The role of defective mismatch repair in small bowel adenocarcinoma in celiac disease

Abstract

Abstract Introduction: Celiac Disease (CD) is associated with an increased risk of small bowel (SB) adenocarcinoma. The aims of this study were to investigate the molecular basis and assess outcomes of SB adenocarcinoma in CD. Methods: We performed a retrospective case control study of 18 biopsy-proven CD patients with SB adenocarcinoma, 51 age- and gender-matched control patients, and 40 age-, gender-, and stage-matched control patients with SB adenocarcinoma treated at our institution from 7/1960 to 11/2002. Mismatch Repair (MMR) status was assessed by microsatellite instability (MSI) and hMLH1 and hMSH2 protein expression by immunohistochemistry.

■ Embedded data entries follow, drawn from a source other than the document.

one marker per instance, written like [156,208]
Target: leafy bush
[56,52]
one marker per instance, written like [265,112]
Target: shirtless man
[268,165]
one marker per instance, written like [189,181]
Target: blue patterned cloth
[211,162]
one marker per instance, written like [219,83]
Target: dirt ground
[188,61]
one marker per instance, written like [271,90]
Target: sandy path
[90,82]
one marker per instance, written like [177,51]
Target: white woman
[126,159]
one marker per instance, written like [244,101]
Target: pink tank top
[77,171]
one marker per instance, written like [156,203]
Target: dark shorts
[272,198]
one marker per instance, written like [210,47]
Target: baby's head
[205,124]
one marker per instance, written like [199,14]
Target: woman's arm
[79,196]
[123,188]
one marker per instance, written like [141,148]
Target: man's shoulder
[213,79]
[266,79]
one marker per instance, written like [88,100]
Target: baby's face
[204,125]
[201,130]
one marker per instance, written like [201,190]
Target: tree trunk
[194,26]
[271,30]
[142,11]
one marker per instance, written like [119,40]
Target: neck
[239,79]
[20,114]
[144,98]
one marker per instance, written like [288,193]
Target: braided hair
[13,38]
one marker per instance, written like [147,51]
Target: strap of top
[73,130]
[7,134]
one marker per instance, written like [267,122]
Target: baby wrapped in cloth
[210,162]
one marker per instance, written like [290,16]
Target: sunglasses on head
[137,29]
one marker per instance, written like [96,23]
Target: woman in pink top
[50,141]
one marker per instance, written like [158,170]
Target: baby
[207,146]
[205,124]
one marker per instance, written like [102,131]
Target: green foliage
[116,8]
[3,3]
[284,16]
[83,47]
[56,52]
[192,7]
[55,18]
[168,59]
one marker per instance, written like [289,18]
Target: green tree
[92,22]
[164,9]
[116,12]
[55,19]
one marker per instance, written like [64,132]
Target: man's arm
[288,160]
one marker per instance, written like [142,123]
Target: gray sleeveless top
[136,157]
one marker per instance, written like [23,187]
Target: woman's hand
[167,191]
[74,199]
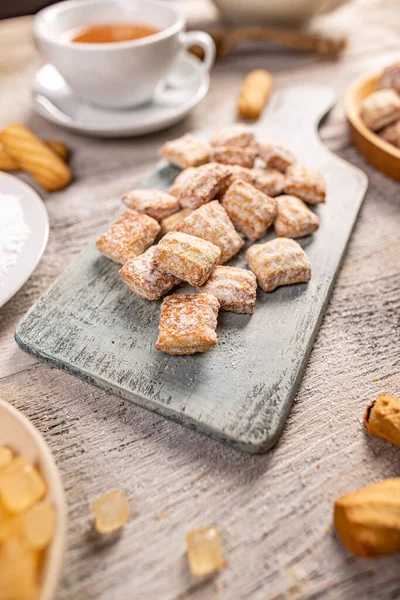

Results: One CD patient was excluded due to postmortem diagnosis of cancer. High frequency MSI (MSI-H) was identified in 8/11 (73%) tumors in the CD group and 2/22 (9%) in the control groups. Expression of hMLH1 was lost in 6/8 and 2/2 MSI-H tumors in the CD and control groups, respectively. One MSI-H tumor lost hMSH2 expression in the CD group. CD patients presented with lower stage cancer compared to controls (P = 0.018). Survival was improved in the CD group when compared to stage-matched controls (5-year survival 64% versus 24%, P=0.025), and was not associated with stage in the CD group. Conclusions: CD patients with SB adenocarcinoma had remarkably high incidence of defective MMR and better survival compared to stage-matched controls. CD patients presented with earlier stage cancers and stage was not a strong prognostic indicator. Improved survival and earlier presentation of SB adenocarcinoma in CD may be biologically linked to defective MMR.